I grew up in what WAS a teeny little town in the Midwest on the shores of Lake Erie, which also is in the geometric center of the Rust Belt. For the most part, Charlie Brown's hometown could've been my own: the houses, the "thinking wall*" that the characters are often stand about and lean on, the well-built red doghouse in the spacious back yard-- any of these things could have come out of my hometown during the time I spent there in my childhood.
Similarly, the stoicism mentioned by Keillor was part of my childhood, that "pull yerself up by yer bootstraps" thinking wherein self-pity was not only NOT encouraged, it was actively stomped out. Perhaps this is why Charlie Brown, while given to occasional bouts of woe-is-me and visits to Lucy's Psychiatric Help Booth, keeps getting up and trying again; keeps flying that kite, keeps pitching that baseball game, even though his odds of winning THIS time are slim.

In A Boy Named Charlie Brown Charlie competes in a spelling bee and is the 1st Runner Up, flubbing not a difficult word but the word "beagle", the breed of his own dog. Of course, his friends at home give cries of AAAARRRGH! in frustration, and he comes home to no fanfare whatsoever, and spends the whole next day in bed with the blinds drawn.
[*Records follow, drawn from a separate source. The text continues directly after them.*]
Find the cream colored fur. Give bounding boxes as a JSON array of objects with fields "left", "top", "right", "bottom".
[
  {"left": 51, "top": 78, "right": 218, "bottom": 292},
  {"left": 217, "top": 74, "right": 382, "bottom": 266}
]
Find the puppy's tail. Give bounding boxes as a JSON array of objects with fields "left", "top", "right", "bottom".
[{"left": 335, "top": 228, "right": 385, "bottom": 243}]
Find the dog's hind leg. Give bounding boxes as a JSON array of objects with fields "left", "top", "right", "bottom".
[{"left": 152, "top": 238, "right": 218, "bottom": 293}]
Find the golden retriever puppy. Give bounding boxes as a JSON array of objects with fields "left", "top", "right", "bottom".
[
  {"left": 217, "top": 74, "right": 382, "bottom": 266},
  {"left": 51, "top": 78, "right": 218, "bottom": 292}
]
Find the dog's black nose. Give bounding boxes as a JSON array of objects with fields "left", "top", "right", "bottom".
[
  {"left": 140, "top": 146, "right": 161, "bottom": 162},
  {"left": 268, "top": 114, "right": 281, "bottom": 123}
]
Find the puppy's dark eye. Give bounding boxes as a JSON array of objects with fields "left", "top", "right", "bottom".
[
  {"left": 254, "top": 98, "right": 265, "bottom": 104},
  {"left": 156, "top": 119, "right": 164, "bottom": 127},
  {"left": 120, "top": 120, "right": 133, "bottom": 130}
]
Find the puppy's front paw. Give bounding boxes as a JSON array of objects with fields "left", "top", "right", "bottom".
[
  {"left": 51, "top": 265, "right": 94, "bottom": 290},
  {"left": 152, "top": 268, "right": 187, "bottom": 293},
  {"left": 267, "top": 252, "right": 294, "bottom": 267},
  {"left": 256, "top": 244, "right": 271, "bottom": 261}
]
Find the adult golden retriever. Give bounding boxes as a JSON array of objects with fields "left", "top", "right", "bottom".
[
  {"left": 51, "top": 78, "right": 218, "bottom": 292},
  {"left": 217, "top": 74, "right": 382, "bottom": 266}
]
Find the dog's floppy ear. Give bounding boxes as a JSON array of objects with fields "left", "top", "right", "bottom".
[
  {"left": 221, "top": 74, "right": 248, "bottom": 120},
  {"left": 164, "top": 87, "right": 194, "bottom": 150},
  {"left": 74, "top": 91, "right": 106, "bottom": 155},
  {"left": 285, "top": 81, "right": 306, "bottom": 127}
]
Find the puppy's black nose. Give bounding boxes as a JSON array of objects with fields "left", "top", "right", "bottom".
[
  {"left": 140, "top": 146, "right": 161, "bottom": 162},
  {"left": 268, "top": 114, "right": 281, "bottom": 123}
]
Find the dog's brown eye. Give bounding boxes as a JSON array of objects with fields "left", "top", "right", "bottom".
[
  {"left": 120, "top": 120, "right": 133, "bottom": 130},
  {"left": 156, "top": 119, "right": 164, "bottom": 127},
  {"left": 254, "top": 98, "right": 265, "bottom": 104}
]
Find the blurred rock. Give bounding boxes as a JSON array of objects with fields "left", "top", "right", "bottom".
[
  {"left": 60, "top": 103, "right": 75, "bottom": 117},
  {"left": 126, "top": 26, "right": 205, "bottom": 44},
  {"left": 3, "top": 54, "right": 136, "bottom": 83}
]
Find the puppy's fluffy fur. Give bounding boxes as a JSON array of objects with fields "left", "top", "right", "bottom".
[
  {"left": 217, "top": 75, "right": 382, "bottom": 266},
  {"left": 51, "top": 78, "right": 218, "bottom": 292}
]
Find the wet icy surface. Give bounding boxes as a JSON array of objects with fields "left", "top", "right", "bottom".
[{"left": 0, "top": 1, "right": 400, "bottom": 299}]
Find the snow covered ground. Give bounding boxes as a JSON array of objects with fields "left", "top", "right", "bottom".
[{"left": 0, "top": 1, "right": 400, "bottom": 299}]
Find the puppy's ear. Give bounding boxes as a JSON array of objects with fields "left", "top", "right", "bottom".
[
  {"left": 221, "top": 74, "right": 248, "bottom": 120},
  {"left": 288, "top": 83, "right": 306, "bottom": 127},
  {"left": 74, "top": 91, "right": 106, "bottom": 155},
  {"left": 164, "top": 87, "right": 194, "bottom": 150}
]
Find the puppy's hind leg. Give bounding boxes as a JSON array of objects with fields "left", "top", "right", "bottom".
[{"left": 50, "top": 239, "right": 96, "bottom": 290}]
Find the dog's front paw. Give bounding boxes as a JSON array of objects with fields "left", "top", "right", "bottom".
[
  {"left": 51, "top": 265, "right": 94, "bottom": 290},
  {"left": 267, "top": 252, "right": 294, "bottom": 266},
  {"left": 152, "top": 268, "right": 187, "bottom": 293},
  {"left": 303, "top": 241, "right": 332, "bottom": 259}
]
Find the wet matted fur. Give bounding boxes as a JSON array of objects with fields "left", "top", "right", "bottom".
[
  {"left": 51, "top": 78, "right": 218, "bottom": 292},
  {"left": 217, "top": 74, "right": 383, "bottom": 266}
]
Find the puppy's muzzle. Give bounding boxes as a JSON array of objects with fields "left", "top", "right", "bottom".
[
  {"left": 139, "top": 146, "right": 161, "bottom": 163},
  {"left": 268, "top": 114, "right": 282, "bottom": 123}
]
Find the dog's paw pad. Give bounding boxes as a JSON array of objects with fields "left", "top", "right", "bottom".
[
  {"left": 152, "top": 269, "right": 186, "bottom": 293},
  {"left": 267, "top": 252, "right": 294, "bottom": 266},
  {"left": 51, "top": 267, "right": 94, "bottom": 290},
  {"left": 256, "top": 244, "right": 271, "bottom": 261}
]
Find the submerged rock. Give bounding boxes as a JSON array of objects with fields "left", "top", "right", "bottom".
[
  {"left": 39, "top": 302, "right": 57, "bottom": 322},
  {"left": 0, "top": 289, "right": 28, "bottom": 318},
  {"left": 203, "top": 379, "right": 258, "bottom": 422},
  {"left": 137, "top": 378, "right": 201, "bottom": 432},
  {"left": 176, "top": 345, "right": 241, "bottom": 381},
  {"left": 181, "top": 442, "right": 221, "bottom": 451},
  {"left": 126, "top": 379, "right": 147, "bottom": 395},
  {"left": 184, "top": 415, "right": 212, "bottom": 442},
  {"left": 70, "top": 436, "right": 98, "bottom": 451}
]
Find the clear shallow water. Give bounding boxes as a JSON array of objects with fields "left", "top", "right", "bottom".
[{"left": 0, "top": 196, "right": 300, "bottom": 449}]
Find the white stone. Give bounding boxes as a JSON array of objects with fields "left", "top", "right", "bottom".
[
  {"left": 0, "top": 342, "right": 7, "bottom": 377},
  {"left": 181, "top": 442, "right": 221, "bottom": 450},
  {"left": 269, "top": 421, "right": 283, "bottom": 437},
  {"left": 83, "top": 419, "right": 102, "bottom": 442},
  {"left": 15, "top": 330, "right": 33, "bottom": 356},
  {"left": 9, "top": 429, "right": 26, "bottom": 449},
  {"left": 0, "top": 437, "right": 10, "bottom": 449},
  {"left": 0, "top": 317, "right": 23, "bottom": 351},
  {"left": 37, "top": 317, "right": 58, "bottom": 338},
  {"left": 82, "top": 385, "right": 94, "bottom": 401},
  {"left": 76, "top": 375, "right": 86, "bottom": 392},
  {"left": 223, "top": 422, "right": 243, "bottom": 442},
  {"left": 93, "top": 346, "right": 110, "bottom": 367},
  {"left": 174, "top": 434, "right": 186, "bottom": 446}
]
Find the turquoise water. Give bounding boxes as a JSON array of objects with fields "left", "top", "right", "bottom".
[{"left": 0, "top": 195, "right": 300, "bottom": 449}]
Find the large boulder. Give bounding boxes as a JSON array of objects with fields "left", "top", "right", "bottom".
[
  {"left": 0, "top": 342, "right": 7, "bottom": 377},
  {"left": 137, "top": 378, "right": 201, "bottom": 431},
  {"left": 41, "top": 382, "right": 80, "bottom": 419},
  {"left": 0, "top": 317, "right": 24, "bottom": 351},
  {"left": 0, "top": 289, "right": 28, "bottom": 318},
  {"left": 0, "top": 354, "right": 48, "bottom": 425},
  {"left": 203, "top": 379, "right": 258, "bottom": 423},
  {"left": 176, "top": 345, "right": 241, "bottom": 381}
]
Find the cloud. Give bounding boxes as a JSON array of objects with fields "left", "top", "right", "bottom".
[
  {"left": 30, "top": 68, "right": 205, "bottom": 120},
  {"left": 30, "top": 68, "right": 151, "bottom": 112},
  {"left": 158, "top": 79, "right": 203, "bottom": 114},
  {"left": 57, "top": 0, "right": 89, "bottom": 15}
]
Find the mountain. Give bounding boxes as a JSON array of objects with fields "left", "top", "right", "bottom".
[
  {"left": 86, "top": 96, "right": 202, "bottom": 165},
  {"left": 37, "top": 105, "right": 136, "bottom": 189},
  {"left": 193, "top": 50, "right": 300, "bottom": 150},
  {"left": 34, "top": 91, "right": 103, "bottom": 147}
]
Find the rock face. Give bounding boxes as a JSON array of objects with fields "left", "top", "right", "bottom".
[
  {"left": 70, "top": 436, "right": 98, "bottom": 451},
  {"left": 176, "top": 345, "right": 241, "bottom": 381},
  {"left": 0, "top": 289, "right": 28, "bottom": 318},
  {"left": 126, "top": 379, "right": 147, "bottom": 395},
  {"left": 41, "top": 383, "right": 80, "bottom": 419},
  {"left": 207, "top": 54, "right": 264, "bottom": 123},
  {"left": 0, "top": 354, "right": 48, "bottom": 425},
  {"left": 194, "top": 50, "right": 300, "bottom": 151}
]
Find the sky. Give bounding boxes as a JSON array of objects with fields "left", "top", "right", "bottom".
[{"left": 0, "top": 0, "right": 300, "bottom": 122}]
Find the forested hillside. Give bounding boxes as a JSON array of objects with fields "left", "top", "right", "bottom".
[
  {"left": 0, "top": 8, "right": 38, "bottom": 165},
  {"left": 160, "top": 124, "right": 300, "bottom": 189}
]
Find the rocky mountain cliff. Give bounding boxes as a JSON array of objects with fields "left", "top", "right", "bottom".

When Linus comes to visit after school Charlie says that he's never getting out of bed for as long as he lives. Linus rubs it in a bit by saying that Charlie must feel like he's let everyone down, but he concludes with this lil' bit of Midwestern philosophy: "you know what, Charlie Brown? The world didn't come to an end."

No, it didn't, and Charlie sits up in bed, clearly thinking about this, and slowly gets dressed and goes out into the world where his friends are engaged in their normal routines, including yanking away the football that he tries to kick at the very end of the movie. "Welcome home, Charlie Brown" says Lucy, looking down over Charlie's prone form.
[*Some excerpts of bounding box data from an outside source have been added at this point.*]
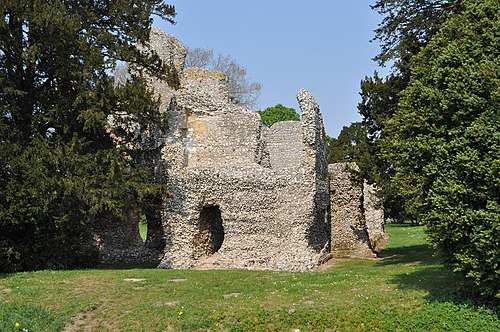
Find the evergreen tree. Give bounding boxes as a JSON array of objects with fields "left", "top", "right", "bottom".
[
  {"left": 381, "top": 0, "right": 500, "bottom": 301},
  {"left": 358, "top": 0, "right": 462, "bottom": 222},
  {"left": 0, "top": 0, "right": 177, "bottom": 270}
]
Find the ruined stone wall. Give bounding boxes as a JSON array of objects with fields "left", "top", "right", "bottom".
[
  {"left": 265, "top": 121, "right": 305, "bottom": 168},
  {"left": 328, "top": 163, "right": 373, "bottom": 257},
  {"left": 363, "top": 181, "right": 388, "bottom": 252},
  {"left": 143, "top": 29, "right": 329, "bottom": 271},
  {"left": 98, "top": 29, "right": 383, "bottom": 271}
]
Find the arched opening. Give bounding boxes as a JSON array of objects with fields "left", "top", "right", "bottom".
[{"left": 195, "top": 205, "right": 224, "bottom": 256}]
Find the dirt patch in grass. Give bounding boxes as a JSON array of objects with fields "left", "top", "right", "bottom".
[
  {"left": 155, "top": 301, "right": 180, "bottom": 307},
  {"left": 123, "top": 278, "right": 146, "bottom": 282},
  {"left": 62, "top": 303, "right": 112, "bottom": 332}
]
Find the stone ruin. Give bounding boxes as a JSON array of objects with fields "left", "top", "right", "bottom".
[{"left": 94, "top": 29, "right": 384, "bottom": 271}]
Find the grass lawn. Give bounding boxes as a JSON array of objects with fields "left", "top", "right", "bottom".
[{"left": 0, "top": 225, "right": 500, "bottom": 332}]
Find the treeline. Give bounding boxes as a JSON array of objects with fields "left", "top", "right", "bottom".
[
  {"left": 330, "top": 0, "right": 500, "bottom": 301},
  {"left": 0, "top": 0, "right": 176, "bottom": 271}
]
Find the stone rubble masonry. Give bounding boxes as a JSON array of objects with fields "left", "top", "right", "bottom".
[
  {"left": 97, "top": 29, "right": 386, "bottom": 271},
  {"left": 363, "top": 181, "right": 388, "bottom": 253},
  {"left": 328, "top": 163, "right": 374, "bottom": 258}
]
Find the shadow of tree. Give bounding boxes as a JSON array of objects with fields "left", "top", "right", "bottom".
[{"left": 377, "top": 244, "right": 499, "bottom": 314}]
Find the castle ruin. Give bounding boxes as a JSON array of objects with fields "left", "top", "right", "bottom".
[{"left": 97, "top": 29, "right": 383, "bottom": 271}]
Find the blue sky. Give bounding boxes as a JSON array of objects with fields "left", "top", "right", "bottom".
[{"left": 155, "top": 0, "right": 388, "bottom": 137}]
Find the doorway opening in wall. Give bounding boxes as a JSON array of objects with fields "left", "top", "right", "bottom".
[
  {"left": 139, "top": 213, "right": 148, "bottom": 243},
  {"left": 195, "top": 205, "right": 224, "bottom": 256}
]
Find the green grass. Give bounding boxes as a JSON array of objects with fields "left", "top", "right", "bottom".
[{"left": 0, "top": 225, "right": 500, "bottom": 332}]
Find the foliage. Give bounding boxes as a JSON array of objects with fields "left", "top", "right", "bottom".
[
  {"left": 257, "top": 104, "right": 300, "bottom": 128},
  {"left": 358, "top": 0, "right": 461, "bottom": 222},
  {"left": 382, "top": 0, "right": 500, "bottom": 298},
  {"left": 0, "top": 0, "right": 177, "bottom": 270},
  {"left": 186, "top": 47, "right": 262, "bottom": 108},
  {"left": 328, "top": 122, "right": 369, "bottom": 164},
  {"left": 0, "top": 224, "right": 500, "bottom": 332},
  {"left": 371, "top": 0, "right": 462, "bottom": 72}
]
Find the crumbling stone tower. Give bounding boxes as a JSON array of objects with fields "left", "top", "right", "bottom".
[{"left": 145, "top": 30, "right": 330, "bottom": 271}]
It's certainly not the last time Charlie takes a lot of flak and a fair amount of blame in the history of the strip. Indeed, in In It's Your First Kiss, Charlie Brown Lucy yanks the football away during the homecoming game right in front of all the fans when Charlie's team desperately needs a fieldgoal to win, and somehow Charlie gets blamed for this. The boy does his level best and even in front of a few hundred fans on his own home-turf the ball gets whipped away from him and he blames himself. What's more, he still goes to the Homecoming Dance and gets to finally kiss his sweetheart, The Little Red-Haired Girl, but doesn't remember any of it.

Does this sound like anyone else's life other than just mine? I identify with Charlie because in my own childhood all sorts of C.B.'ish stuff happened to me, sometimes more than once in one day. The big difference 'tween Charlie and me was that I didn't always have the energy to keep trying; a lot of the time I just wanted to plain ol' give up. While I can understand Charlie's anger and frustration at having the tree eat his kite and his resolve to "just stand here for the rest of my life", I probably would have simply given up and never flown a kite again.
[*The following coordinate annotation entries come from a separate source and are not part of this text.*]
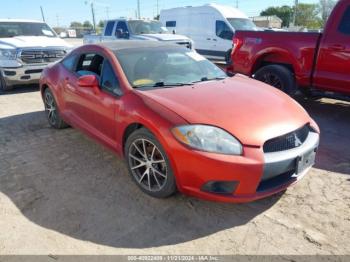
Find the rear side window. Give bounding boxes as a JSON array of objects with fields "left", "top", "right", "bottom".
[
  {"left": 215, "top": 20, "right": 233, "bottom": 40},
  {"left": 338, "top": 6, "right": 350, "bottom": 35},
  {"left": 105, "top": 21, "right": 115, "bottom": 36},
  {"left": 62, "top": 55, "right": 77, "bottom": 71},
  {"left": 101, "top": 60, "right": 121, "bottom": 95},
  {"left": 165, "top": 21, "right": 176, "bottom": 27},
  {"left": 76, "top": 53, "right": 104, "bottom": 77}
]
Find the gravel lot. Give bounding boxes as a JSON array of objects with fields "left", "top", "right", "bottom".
[{"left": 0, "top": 83, "right": 350, "bottom": 255}]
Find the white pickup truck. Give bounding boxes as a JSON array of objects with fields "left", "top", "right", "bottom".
[
  {"left": 84, "top": 19, "right": 193, "bottom": 49},
  {"left": 0, "top": 19, "right": 72, "bottom": 92}
]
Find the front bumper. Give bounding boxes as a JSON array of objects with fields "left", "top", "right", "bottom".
[
  {"left": 173, "top": 132, "right": 319, "bottom": 203},
  {"left": 0, "top": 64, "right": 47, "bottom": 86}
]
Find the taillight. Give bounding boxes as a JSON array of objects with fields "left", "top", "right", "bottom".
[{"left": 232, "top": 37, "right": 243, "bottom": 54}]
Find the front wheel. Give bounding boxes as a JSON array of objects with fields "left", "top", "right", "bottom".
[
  {"left": 125, "top": 128, "right": 176, "bottom": 198},
  {"left": 254, "top": 65, "right": 297, "bottom": 96}
]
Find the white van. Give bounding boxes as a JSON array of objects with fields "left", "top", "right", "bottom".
[{"left": 160, "top": 4, "right": 257, "bottom": 62}]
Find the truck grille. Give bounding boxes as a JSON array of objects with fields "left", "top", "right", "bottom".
[
  {"left": 20, "top": 50, "right": 66, "bottom": 64},
  {"left": 264, "top": 125, "right": 310, "bottom": 153}
]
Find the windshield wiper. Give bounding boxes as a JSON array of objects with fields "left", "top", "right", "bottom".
[
  {"left": 133, "top": 82, "right": 193, "bottom": 88},
  {"left": 192, "top": 76, "right": 227, "bottom": 84}
]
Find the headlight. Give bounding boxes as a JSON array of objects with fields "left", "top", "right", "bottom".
[
  {"left": 0, "top": 49, "right": 16, "bottom": 60},
  {"left": 172, "top": 125, "right": 242, "bottom": 155}
]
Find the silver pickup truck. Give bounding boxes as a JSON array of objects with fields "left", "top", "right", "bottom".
[
  {"left": 0, "top": 19, "right": 72, "bottom": 92},
  {"left": 84, "top": 19, "right": 193, "bottom": 49}
]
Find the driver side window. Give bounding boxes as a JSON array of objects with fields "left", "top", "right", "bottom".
[
  {"left": 75, "top": 53, "right": 104, "bottom": 77},
  {"left": 216, "top": 20, "right": 233, "bottom": 40}
]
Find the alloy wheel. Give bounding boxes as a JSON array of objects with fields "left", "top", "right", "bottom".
[{"left": 128, "top": 138, "right": 168, "bottom": 192}]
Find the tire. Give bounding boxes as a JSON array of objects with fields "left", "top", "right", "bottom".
[
  {"left": 124, "top": 128, "right": 177, "bottom": 198},
  {"left": 0, "top": 75, "right": 13, "bottom": 93},
  {"left": 225, "top": 49, "right": 232, "bottom": 65},
  {"left": 254, "top": 65, "right": 297, "bottom": 96},
  {"left": 44, "top": 88, "right": 68, "bottom": 129}
]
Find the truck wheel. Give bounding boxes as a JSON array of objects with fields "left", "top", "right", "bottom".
[
  {"left": 254, "top": 65, "right": 297, "bottom": 96},
  {"left": 0, "top": 75, "right": 13, "bottom": 93},
  {"left": 225, "top": 49, "right": 232, "bottom": 65}
]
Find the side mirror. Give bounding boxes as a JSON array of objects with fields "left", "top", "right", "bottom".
[{"left": 78, "top": 75, "right": 99, "bottom": 88}]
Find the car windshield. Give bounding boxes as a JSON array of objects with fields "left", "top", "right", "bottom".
[
  {"left": 115, "top": 47, "right": 227, "bottom": 88},
  {"left": 0, "top": 22, "right": 56, "bottom": 38},
  {"left": 128, "top": 20, "right": 168, "bottom": 35},
  {"left": 227, "top": 18, "right": 257, "bottom": 31}
]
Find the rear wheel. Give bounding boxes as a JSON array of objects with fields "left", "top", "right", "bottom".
[
  {"left": 254, "top": 65, "right": 296, "bottom": 96},
  {"left": 125, "top": 128, "right": 176, "bottom": 198},
  {"left": 44, "top": 88, "right": 68, "bottom": 129},
  {"left": 225, "top": 49, "right": 232, "bottom": 65}
]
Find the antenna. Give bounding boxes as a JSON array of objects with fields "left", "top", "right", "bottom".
[{"left": 40, "top": 6, "right": 46, "bottom": 22}]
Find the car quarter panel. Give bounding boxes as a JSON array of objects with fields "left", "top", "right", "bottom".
[{"left": 228, "top": 31, "right": 321, "bottom": 86}]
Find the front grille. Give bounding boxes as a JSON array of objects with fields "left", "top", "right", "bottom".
[
  {"left": 177, "top": 42, "right": 192, "bottom": 49},
  {"left": 20, "top": 49, "right": 66, "bottom": 64},
  {"left": 264, "top": 125, "right": 310, "bottom": 153}
]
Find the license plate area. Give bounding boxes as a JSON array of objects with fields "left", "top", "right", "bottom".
[{"left": 296, "top": 149, "right": 316, "bottom": 176}]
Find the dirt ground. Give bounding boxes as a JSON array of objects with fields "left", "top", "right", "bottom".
[{"left": 0, "top": 84, "right": 350, "bottom": 255}]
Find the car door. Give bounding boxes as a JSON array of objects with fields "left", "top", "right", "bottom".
[
  {"left": 103, "top": 21, "right": 116, "bottom": 41},
  {"left": 314, "top": 2, "right": 350, "bottom": 93}
]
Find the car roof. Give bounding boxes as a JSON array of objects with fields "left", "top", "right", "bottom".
[{"left": 97, "top": 40, "right": 185, "bottom": 51}]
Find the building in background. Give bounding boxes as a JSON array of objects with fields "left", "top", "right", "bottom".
[{"left": 251, "top": 15, "right": 283, "bottom": 28}]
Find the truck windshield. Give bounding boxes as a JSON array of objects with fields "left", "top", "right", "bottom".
[
  {"left": 227, "top": 18, "right": 257, "bottom": 31},
  {"left": 128, "top": 20, "right": 168, "bottom": 35},
  {"left": 115, "top": 47, "right": 227, "bottom": 88},
  {"left": 0, "top": 22, "right": 56, "bottom": 38}
]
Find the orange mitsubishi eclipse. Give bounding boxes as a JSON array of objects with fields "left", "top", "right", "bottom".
[{"left": 40, "top": 40, "right": 319, "bottom": 202}]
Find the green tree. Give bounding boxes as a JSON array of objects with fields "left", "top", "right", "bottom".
[
  {"left": 260, "top": 5, "right": 294, "bottom": 27},
  {"left": 295, "top": 4, "right": 323, "bottom": 29}
]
To that end, perhaps I've failed as a Midwesterner, but I shall always hold a special place in my heart for Charlie.


*as it turns out, you don't have to go looking TOO far for Schulz inspirations in his strip. His characters are based, quite largely in fact, on himself and people he knew, and in the case of the low wall, the inspiration for this was a female friend and college of his who stood only about 4' tall. She'd come up to Sparky's desk when he was working and lean on it, her elbows about the exact height of the Peanuts gang when THEY lean on the Thinking Wall.

2 comments:

SkylersDad said...

I am a huge fan also Sir, and my sister and I used to own several of his collections of comics.

Sarah said...

I always had a big crush on Mr. Brown. I asked for him for Christmas one year and I got a Charlie Brown Trash can.